Welcome to WebmasterWorld Guest from 54.156.92.138

Forum Moderators: goodroi

Message Too Old, No Replies

Should this file be "Public"

Is it good practice to have the robots.txt file.......

     
4:04 pm on Sep 25, 2007 (gmt 0)

Preferred Member

10+ Year Member

joined:Jan 8, 2004
posts: 563
votes: 1


Is it good practice to have the robots.txt file available for everyone on the web to see?
Because then it may be advantageous for those less scrupulous people to see which directories, if any, you don't want the robots to crawl.

If it's possible to only allow robots to see this file, then what is the best method for doing this? :)

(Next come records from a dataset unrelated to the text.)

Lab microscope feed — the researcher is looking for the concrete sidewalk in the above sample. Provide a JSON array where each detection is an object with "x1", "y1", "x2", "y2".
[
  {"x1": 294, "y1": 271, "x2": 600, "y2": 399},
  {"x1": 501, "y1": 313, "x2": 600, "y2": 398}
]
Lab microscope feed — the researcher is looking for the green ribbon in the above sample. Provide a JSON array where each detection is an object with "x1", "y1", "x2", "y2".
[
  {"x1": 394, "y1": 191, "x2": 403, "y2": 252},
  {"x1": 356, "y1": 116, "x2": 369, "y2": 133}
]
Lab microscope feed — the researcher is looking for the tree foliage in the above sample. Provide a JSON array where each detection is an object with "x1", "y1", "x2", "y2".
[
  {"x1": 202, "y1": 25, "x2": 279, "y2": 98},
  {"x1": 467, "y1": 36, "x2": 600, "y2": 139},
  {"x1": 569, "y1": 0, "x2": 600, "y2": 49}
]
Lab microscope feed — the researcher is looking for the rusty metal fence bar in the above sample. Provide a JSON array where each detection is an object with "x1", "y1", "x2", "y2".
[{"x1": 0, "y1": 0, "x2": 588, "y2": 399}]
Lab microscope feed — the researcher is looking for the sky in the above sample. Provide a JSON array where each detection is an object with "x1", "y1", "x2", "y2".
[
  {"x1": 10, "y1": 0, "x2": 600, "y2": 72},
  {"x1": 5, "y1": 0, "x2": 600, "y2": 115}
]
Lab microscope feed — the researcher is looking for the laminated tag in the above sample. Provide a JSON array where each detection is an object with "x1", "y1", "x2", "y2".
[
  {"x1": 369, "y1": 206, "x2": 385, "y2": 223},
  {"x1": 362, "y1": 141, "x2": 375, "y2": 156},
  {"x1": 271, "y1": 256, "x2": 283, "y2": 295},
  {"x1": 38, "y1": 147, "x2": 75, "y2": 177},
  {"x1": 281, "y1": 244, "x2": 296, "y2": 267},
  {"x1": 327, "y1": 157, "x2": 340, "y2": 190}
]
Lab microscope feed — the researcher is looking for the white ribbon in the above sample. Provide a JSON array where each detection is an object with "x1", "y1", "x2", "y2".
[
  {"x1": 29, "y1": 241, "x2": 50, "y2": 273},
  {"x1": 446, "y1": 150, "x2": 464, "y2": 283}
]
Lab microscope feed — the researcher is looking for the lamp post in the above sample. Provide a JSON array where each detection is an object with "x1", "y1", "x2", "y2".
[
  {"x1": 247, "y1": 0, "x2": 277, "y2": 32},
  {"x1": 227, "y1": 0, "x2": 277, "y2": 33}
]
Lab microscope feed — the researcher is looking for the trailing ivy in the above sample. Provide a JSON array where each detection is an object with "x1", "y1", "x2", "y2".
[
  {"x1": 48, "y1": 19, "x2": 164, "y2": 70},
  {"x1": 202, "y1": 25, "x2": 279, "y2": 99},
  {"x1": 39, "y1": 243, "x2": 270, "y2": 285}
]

5:22 pm on Sept 25, 2007 (gmt 0)

Senior Member

WebmasterWorld Senior Member 10+ Year Member

joined:Aug 11, 2004
posts:1014
votes: 0


You seem to misunderstand the "robots.txt" file. This file is a purely voluntary request to robots. Many robots ignore it, hackers certainly aren't going to worry about it, if a directory has links into it, it will be found by those who so wish, irrespective of any robots.txt file.

Matt

5:24 pm on Sept 25, 2007 (gmt 0)

Preferred Member

10+ Year Member

joined:Jan 8, 2004
posts: 563
votes: 1


No, I understand that it's a voluntary file. I would just like to voluntarily put it out there but also be able to limit who see's it. ;)
11:58 am on Sept 26, 2007 (gmt 0)

Administrator from US 

WebmasterWorld Administrator goodroi is a WebmasterWorld Top Contributor of All Time 10+ Year Member Top Contributors Of The Month

joined:June 21, 2004
posts:3264
votes: 217


You can use IP delivery aka cloaking to serve the robots.txt to bots coming from google/yahoo/msn ip addresses and show all other ip addresses a 404 error. This is a little tricky since the ip addresses search engines use change over time and you need to maintain it.

A simpler solution which I prefer to use myself is to use htaccess to block sensitive areas of my website. I use robots.txt more to deal with duplicate content issues.

You also can make a bot trap. Add a folder to the robots.txt file and do not list it anywhere else. Then wait and see what hits that folder and then ban that ip address. Since the only way to find that folder is from robots.txt you know it is a misbehaving bot or a hacker - either way you don't want it on your site.